The trustee distinguished Stamm v. Morton (In re Stamm), 222 F.3d 216 (5th Cir. 2000), in which funds collected prior to confirmation of the chapter 13 plan were returned to the debtor upon conversion. Here, the trustee argued, the funds were collected post-confirmation thereby giving the creditors a vested interest in them even though the case was later converted. The trustee relied on section 1326(a)(2) which provides that “[i]f a plan is confirmed, the trustee shall distribute any such payment in accordance with the plan as soon as is practicable. If a plan is not confirmed, the trustee shall return any such payments not previously paid and not yet due and owing to creditors . . . to the debtor.” The trustee argued that because Congress specifically provided for the return of funds collected pursuant to a plan that was not confirmed it could be inferred that different treatment should be accorded funds collected after confirmation.
Acknowledging the superficial appeal of the trustee’s position, the court found that the Code sections at issue created an ambiguity that necessitated looking beyond the text. The court found that the legislative history indicated Congress’s intention to encourage debtors to file chapter 13 wherever possible without the inhibiting fear of penalty in the event that the chapter 13 failed and the debtor had to resort to chapter 7. H.R. Rep. No. 95-595 (1977), reprinted in 1978 U.S.C.C.A.N. 5963, 5966, 1977 WL 9628. In enacting section 348(f) Congress specifically addressed and sought to minimize the potential loss of property that a debtor could face upon conversion from chapter 13 to chapter 7 that would not have been at risk had the debtor filed directly in chapter 7.

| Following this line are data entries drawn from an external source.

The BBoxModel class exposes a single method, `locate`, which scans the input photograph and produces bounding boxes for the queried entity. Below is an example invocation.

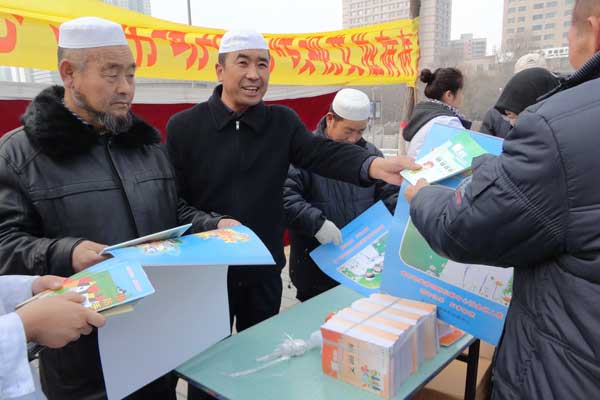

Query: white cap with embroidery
[331,89,371,121]
[219,30,269,54]
[58,17,127,49]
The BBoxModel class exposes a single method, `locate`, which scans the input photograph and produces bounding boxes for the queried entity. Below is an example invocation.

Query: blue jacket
[411,72,600,400]
[283,118,399,292]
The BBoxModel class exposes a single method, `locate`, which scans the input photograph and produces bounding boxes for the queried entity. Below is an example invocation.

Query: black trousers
[188,267,283,400]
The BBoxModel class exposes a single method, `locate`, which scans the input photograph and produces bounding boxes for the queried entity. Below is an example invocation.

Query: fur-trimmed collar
[21,86,160,158]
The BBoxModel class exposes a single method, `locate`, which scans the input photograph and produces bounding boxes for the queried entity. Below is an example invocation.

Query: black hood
[21,86,161,158]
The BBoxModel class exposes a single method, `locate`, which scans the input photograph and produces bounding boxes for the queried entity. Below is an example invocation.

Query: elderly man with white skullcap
[167,31,417,350]
[283,89,400,301]
[0,17,217,400]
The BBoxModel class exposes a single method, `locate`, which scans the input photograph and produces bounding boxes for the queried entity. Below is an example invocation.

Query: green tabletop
[177,286,475,400]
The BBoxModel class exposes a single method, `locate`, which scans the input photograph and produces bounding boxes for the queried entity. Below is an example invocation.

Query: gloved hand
[315,219,342,246]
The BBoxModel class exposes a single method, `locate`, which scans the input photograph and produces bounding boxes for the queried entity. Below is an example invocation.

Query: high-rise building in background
[450,33,487,60]
[342,0,452,67]
[502,0,575,67]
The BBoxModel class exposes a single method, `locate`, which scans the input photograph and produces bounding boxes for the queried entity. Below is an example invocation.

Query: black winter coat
[0,86,215,399]
[411,72,600,400]
[167,86,372,279]
[479,107,512,139]
[283,118,400,293]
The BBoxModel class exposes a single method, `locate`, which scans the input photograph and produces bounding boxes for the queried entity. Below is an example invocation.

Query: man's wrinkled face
[215,50,269,112]
[71,46,136,133]
[325,112,369,144]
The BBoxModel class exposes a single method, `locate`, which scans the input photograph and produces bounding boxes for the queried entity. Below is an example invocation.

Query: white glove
[315,219,342,246]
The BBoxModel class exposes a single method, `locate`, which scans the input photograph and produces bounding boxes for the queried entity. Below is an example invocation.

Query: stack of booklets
[321,293,439,398]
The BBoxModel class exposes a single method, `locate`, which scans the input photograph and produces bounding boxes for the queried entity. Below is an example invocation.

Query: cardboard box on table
[321,295,438,398]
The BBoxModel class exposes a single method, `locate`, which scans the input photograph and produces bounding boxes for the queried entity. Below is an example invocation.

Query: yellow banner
[0,0,419,86]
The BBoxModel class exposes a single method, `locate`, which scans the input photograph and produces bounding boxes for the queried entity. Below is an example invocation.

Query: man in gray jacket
[0,17,219,400]
[405,0,600,400]
[283,89,399,301]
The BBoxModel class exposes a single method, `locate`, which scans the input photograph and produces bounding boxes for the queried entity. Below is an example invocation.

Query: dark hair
[419,68,464,100]
[329,104,344,121]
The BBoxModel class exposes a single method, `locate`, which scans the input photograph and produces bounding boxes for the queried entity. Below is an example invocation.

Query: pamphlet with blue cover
[95,226,275,399]
[381,124,513,344]
[310,201,392,296]
[107,225,275,267]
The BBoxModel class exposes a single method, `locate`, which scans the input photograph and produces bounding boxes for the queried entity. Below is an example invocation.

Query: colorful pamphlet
[400,131,487,185]
[381,124,513,345]
[17,260,154,312]
[310,201,392,296]
[100,224,192,255]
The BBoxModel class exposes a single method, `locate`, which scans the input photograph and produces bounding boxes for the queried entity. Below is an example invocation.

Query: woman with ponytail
[402,68,471,157]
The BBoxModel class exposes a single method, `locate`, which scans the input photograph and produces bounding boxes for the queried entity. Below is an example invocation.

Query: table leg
[465,339,480,400]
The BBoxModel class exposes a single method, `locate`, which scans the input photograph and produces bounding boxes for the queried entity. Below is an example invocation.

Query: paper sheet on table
[98,266,230,399]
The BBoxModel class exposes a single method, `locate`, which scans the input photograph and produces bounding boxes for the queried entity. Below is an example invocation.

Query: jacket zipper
[105,137,140,237]
[232,120,243,219]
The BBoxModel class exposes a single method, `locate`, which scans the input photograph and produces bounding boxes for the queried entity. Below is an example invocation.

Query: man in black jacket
[283,89,399,301]
[167,31,416,331]
[0,17,217,400]
[405,0,600,400]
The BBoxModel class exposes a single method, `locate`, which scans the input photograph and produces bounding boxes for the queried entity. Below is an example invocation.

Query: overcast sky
[150,0,503,53]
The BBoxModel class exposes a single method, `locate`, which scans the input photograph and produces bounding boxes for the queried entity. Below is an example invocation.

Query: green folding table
[176,286,479,400]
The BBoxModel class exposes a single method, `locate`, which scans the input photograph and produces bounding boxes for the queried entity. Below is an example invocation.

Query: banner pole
[398,0,421,155]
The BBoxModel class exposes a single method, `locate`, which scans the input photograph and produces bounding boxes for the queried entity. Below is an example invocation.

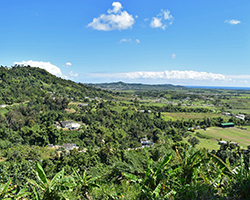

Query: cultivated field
[161,112,229,120]
[193,127,250,149]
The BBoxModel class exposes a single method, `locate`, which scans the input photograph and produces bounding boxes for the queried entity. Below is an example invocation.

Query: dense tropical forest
[0,65,250,200]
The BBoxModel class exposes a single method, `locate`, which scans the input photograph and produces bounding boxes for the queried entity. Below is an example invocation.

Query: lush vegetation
[0,66,250,199]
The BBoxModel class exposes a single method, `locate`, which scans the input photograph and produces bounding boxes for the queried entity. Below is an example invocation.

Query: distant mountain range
[88,81,186,90]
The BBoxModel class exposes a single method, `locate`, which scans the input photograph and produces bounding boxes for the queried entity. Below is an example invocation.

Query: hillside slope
[0,66,111,104]
[88,81,185,91]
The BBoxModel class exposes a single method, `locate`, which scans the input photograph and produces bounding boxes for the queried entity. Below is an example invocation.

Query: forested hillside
[88,81,186,91]
[0,65,111,104]
[0,66,250,200]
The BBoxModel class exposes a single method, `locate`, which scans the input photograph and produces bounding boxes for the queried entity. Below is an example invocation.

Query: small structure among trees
[141,138,154,147]
[221,122,234,128]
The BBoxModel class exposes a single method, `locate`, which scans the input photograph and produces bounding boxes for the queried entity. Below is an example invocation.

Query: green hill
[88,81,185,91]
[0,66,111,104]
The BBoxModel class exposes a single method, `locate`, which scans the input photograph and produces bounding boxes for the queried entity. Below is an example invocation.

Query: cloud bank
[224,19,241,25]
[119,38,140,44]
[90,70,226,81]
[87,2,135,31]
[149,9,174,30]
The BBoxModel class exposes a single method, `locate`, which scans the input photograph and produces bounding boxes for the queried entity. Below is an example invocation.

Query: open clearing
[194,127,250,149]
[161,112,229,120]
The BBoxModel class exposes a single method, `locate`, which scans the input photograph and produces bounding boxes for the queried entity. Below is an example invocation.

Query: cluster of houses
[47,143,79,152]
[140,138,154,147]
[222,112,245,120]
[218,140,239,147]
[54,121,81,130]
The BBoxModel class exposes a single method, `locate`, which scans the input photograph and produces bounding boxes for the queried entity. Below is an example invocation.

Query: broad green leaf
[27,178,46,190]
[50,169,64,187]
[36,162,49,185]
[0,179,12,196]
[122,172,141,182]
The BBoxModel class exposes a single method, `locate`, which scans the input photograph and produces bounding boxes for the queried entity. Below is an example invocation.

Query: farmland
[188,127,250,149]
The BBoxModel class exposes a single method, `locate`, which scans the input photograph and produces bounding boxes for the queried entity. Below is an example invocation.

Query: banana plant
[28,163,76,200]
[123,151,178,199]
[0,179,30,200]
[73,169,101,199]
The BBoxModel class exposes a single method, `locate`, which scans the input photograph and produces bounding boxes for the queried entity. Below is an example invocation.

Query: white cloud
[14,60,67,78]
[224,19,241,25]
[65,62,72,67]
[89,70,227,81]
[119,38,132,44]
[69,71,78,77]
[149,9,174,30]
[119,38,140,44]
[150,17,165,30]
[87,2,135,31]
[108,2,122,14]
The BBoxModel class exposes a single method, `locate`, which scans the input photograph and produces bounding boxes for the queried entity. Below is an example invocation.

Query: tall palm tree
[28,163,76,200]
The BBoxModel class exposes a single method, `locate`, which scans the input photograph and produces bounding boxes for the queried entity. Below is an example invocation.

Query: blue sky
[0,0,250,87]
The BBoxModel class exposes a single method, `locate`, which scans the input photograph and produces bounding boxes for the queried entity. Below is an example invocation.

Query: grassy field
[161,112,229,121]
[183,133,220,150]
[193,127,250,149]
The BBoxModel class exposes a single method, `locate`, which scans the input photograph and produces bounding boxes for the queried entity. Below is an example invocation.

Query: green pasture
[197,126,250,148]
[183,133,220,150]
[161,112,229,121]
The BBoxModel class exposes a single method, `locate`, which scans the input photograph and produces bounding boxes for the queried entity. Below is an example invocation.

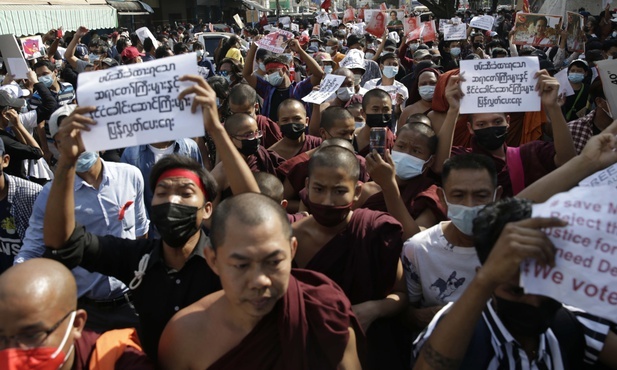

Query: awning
[242,0,270,12]
[0,4,118,36]
[107,0,154,15]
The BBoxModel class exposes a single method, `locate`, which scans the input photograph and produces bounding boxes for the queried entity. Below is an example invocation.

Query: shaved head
[0,258,77,315]
[210,193,292,250]
[309,144,360,181]
[253,172,284,203]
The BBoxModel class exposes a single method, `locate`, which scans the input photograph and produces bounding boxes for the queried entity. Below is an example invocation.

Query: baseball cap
[48,104,77,138]
[347,35,366,47]
[121,46,146,60]
[339,49,366,70]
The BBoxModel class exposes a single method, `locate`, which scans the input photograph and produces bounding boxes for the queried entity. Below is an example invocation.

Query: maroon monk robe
[304,208,403,304]
[352,127,396,157]
[206,269,364,370]
[452,137,557,197]
[256,115,283,148]
[277,153,370,194]
[361,176,447,221]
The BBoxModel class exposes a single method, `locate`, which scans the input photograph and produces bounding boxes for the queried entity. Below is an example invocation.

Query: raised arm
[536,70,576,167]
[43,107,96,249]
[178,75,260,195]
[431,76,463,174]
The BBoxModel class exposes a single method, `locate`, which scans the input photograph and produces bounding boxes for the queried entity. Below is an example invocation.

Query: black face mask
[473,126,508,150]
[238,139,261,157]
[366,113,392,128]
[493,296,562,336]
[281,123,306,140]
[150,203,199,248]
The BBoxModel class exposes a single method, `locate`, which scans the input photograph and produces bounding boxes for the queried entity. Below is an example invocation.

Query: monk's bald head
[225,113,257,136]
[210,193,292,250]
[309,144,360,181]
[0,258,77,315]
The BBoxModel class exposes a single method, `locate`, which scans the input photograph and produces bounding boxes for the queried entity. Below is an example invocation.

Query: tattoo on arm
[421,341,460,370]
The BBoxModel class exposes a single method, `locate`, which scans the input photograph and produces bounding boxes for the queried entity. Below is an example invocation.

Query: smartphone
[369,127,387,157]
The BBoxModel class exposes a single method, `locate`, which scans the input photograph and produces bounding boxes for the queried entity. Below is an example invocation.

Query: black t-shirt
[0,197,21,273]
[268,87,289,122]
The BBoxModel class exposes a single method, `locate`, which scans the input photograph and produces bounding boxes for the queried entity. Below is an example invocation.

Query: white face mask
[336,87,354,102]
[418,85,435,101]
[391,150,430,180]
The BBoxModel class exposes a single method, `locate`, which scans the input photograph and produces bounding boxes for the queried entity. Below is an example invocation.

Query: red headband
[156,168,208,202]
[266,62,287,71]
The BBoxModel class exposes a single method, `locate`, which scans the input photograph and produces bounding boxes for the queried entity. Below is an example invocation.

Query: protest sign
[420,20,437,42]
[257,27,294,53]
[596,59,617,117]
[512,13,561,47]
[554,69,574,96]
[232,14,244,28]
[364,12,386,37]
[135,27,159,47]
[579,163,617,188]
[403,17,422,40]
[77,53,204,151]
[443,23,467,41]
[521,186,617,322]
[469,15,495,31]
[0,35,28,79]
[460,57,540,114]
[302,74,345,104]
[566,12,585,53]
[19,36,43,60]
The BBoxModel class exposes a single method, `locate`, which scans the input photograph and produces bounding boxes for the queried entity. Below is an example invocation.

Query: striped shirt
[412,300,611,370]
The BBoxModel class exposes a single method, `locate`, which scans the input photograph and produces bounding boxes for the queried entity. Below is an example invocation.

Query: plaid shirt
[568,109,596,154]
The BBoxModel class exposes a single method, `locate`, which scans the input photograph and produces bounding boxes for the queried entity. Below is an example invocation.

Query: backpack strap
[506,147,525,195]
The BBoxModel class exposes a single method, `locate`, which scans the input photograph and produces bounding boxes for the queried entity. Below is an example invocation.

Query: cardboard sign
[232,14,244,28]
[460,57,540,114]
[443,23,467,41]
[135,27,160,47]
[596,59,617,117]
[420,20,437,42]
[403,17,422,40]
[77,53,204,151]
[566,12,585,53]
[0,35,28,79]
[364,12,386,37]
[19,36,43,60]
[579,163,617,188]
[257,27,294,53]
[302,74,345,104]
[521,186,617,322]
[469,15,495,31]
[512,13,561,47]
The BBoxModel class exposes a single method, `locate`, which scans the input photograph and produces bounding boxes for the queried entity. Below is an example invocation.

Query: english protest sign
[460,57,540,114]
[77,53,204,151]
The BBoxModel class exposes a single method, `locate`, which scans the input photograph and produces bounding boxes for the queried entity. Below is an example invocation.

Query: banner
[257,27,294,54]
[76,53,204,151]
[302,74,345,104]
[512,13,561,47]
[460,57,540,114]
[521,186,617,322]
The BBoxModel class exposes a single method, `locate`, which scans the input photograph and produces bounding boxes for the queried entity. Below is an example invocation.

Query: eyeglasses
[231,130,263,140]
[0,310,75,349]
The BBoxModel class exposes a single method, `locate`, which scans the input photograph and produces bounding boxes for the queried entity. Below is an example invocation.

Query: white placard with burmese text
[521,186,617,322]
[461,57,540,114]
[77,53,204,151]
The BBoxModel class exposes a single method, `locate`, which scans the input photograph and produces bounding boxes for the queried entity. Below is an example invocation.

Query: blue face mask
[39,75,54,88]
[75,152,99,172]
[391,150,430,180]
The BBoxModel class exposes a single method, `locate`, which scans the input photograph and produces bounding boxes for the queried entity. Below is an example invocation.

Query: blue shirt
[121,139,203,215]
[15,159,150,300]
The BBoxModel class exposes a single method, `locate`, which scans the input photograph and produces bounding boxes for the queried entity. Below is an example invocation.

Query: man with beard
[44,76,259,359]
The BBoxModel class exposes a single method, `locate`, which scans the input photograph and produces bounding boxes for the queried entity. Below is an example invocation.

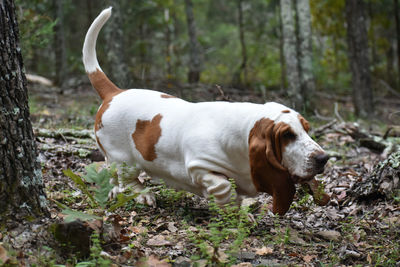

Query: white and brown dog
[83,7,329,214]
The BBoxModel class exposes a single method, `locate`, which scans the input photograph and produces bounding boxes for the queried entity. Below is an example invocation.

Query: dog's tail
[82,7,121,100]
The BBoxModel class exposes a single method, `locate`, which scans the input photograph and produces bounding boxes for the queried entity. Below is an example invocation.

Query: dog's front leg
[109,164,156,207]
[193,170,232,206]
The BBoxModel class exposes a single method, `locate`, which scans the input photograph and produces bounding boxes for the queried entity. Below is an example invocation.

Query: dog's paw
[108,185,123,199]
[136,193,156,208]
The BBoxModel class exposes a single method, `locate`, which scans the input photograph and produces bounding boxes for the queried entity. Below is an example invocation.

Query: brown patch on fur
[132,114,162,161]
[161,94,177,98]
[88,70,124,132]
[307,179,331,206]
[88,70,123,100]
[249,118,295,215]
[297,114,310,133]
[95,134,107,158]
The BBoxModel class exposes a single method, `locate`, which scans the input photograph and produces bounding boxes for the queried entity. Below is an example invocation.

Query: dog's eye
[283,131,297,140]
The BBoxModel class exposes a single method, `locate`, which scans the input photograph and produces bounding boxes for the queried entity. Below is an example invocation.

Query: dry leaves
[146,235,172,247]
[303,255,317,263]
[256,246,274,256]
[0,245,10,264]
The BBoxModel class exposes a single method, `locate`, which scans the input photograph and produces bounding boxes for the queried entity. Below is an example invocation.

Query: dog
[83,7,329,215]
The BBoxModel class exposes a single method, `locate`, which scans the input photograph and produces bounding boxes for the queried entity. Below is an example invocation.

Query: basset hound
[83,7,329,215]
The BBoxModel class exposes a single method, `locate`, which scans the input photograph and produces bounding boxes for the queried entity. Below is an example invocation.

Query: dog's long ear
[264,123,286,171]
[297,114,310,133]
[249,119,295,215]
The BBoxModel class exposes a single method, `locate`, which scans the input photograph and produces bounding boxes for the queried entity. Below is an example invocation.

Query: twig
[379,79,400,97]
[334,102,344,122]
[314,109,335,121]
[313,119,337,137]
[215,84,232,102]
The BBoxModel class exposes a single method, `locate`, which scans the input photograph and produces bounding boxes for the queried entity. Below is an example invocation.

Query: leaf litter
[0,84,400,266]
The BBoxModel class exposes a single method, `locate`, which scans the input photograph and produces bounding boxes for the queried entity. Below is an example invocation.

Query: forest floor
[0,80,400,266]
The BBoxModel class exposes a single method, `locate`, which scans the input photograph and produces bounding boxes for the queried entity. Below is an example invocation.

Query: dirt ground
[0,82,400,266]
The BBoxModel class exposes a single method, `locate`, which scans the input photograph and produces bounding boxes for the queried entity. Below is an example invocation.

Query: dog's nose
[315,153,329,169]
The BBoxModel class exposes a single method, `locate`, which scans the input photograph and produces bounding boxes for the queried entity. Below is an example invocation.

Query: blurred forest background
[16,0,400,120]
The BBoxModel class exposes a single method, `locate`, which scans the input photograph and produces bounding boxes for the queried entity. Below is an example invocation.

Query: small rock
[345,250,361,258]
[259,259,285,266]
[174,256,191,267]
[317,230,342,242]
[231,262,253,267]
[237,251,256,260]
[146,235,172,247]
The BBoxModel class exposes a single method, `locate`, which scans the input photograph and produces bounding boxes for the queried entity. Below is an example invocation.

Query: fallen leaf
[146,235,172,247]
[168,222,178,233]
[231,262,253,267]
[137,255,171,267]
[256,246,274,256]
[367,253,372,264]
[336,191,346,202]
[0,245,10,264]
[317,230,341,242]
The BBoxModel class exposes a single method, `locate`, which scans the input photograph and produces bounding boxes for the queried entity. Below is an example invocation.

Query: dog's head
[248,103,329,193]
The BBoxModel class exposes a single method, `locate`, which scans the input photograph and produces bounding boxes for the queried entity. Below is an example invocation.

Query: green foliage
[75,234,112,267]
[158,181,187,206]
[61,163,143,221]
[16,0,57,60]
[83,164,117,208]
[189,181,252,266]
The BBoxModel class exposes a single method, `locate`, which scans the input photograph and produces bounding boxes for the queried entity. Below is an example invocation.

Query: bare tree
[393,0,400,87]
[237,0,247,84]
[53,0,67,89]
[280,0,304,109]
[296,0,315,108]
[104,0,133,88]
[185,0,201,83]
[345,0,374,117]
[0,0,48,221]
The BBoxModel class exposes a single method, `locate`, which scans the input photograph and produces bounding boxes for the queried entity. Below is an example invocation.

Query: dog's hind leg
[109,163,156,207]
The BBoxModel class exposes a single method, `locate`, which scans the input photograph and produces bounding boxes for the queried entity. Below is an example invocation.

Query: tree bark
[345,0,374,117]
[296,0,315,110]
[185,0,201,83]
[277,5,286,89]
[104,0,133,88]
[53,0,67,92]
[0,0,48,222]
[393,0,400,87]
[238,0,247,84]
[280,0,304,110]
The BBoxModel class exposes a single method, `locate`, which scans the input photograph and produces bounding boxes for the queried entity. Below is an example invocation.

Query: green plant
[188,181,252,266]
[61,164,148,222]
[158,180,187,206]
[75,234,111,267]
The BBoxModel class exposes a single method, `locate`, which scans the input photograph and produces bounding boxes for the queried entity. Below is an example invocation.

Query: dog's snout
[315,153,329,169]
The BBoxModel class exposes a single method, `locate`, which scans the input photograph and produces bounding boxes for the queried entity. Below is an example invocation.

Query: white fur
[97,89,323,204]
[83,8,322,205]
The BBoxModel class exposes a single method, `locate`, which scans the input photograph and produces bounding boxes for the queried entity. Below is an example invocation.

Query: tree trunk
[238,0,247,84]
[278,5,286,89]
[53,0,67,92]
[185,0,201,83]
[280,0,304,110]
[0,0,48,224]
[104,0,133,88]
[164,7,174,80]
[345,0,373,117]
[296,0,315,110]
[393,0,400,88]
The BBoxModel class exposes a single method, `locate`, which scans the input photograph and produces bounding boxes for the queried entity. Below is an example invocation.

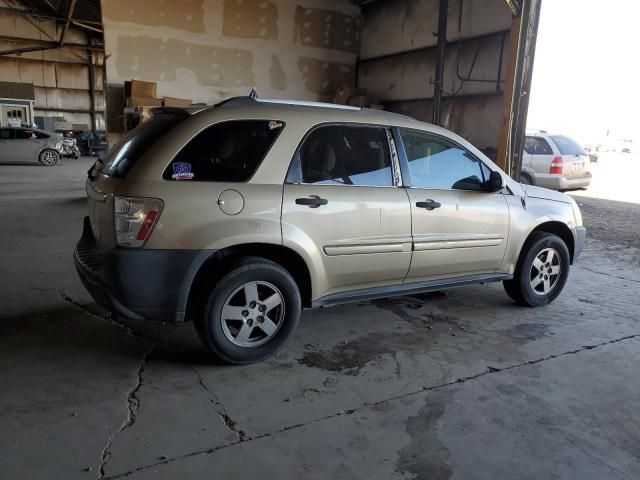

The court also rejected the trustee’s argument that there is an inherent unfairness in returning the funds to the debtor upon conversion reasoning that the creditors lost nothing while reaping the benefits of payments made in accordance with the plan up to the time of conversion. Quoting Michael, the court found that the duties of the trustee delineated in section 1326 did not vest any rights in the creditors:
When the debtor transfers funds to the Chapter 13 trustee . . . under a confirmed plan . . . the funds become part of the estate, and the debtor retains a vested interest in them. Though creditors have a right to those payments based on the confirmed plan, the debtor does not lose his vested interest until the trustee affirmatively transfers the funds to creditors. Also, § 1326(a)(2) and (c) only address the obligation of the trustee to distribute payments in accordance with a confirmed plan; they do not vest creditors with any property rights.
Michael,699 F.3d at 313.
Furthermore, section 348(f)(2) protects creditors from unfair manipulation by debtors by including a provision that in the event of a bad faith conversion the estate would consist of property as of the conversion date rather than as of the petition date. As the court in Michael pointed out, the specific expansion of the chapter 7 estate in the event of bad faith, indicates that when the conversion is in good faith, the chapter 7 estate would be as of the petition date.
This is a case that illustrates the power of NACBA’s members to create good law around the country by getting involved in select cases on appeal.